California's Hershey Highway
In our research, we learned the Ford Motor Company has sold E85-capable FFVs in California, since 1995. Chrysler and General Motors started selling E85 FFVs in 1998 and 1999, respectively.
On the State of California's website, they disclosed there are already more than 250,000 E85-adept FFVs in the state. In the United States, there are more than 5 million vehicles capable of running on E85.

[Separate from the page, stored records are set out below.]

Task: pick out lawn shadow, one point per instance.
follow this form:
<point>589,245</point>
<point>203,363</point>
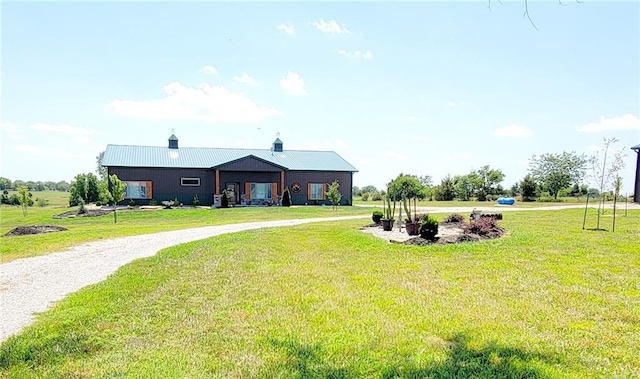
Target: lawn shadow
<point>490,361</point>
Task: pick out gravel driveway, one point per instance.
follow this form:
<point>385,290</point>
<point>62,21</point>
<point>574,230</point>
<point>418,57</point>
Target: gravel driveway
<point>30,285</point>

For a state that likes to portray itself as playing "a leadership role in the areas of clean, alternate fuel systems, environmentally friendlier vehicles, and transportation funding," it looks like California's alternative fuel programs are more about dog-and-pony shows than cutting dependence on foreign oil or lowering GHG. Instead of allocating funds for ethanol development (which can be used to generate hydrogen), California will spend 6.5 million dollars during 2006 promoting the "Hydrogen Highway." Perhaps a better name would be the "Hershey Highway" because it looks like California's taxpayers are really going to take it in the shorts.
It's The Golden Cheese
Since time constraints wouldn't allow us to drive to one of Minnesota's 200-plus filling stations selling E85, we drove to California's one and only E85 filling station instead.
The 4001 El Cajon Blvd. address turned out to be a Ford dealership with the largest selection of alternate fuels available in the world today. The folks at Pearson Ford are hosts to the San Diego Environmental Foundation, an "EcoCenter for Alternate Fuel Education." They're nice people and we're sure we'll visit Pearson Ford and the Regional Transportation Center in the future to test additional alt fuels.

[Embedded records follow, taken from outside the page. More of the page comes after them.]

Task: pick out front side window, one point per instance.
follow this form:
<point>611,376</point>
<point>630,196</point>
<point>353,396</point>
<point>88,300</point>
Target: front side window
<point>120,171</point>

Before departing, they told us the E85 at the RTC contained ethanol made in Corona, California, by the Golden Cheese Company. The Golden Cheese Company of California creates enough cheese whey to produce 5 million gallons of ethanol per year.
How many miles per gallon did we get on E85 made from cheese ethanol? For the 100-mile return trip to Orange County, we ran with the flow of freeway traffic as high as 85 mph, with bursts to the GMC's governed speed limit of 100 mph. Back in Orange County, we drove 82.3 miles in stop-and-go traffic and then refueled with 11.5 gallons of unleaded gas. Our test loop averaged almost 16 mpg, while driving like idiots the entire time.
E85 is here and now-not to mention, it's lowering greenhouse gases. This stuff could render the Middle East irrelevant. Imagine if they could go back to being goat herders and camel riders just like they should be. They wouldn't have any money to buy rocket launchers or nerve gas, and they could go right back to the Iron Age, which is where they really want to be. Shouldn't that be a national priority?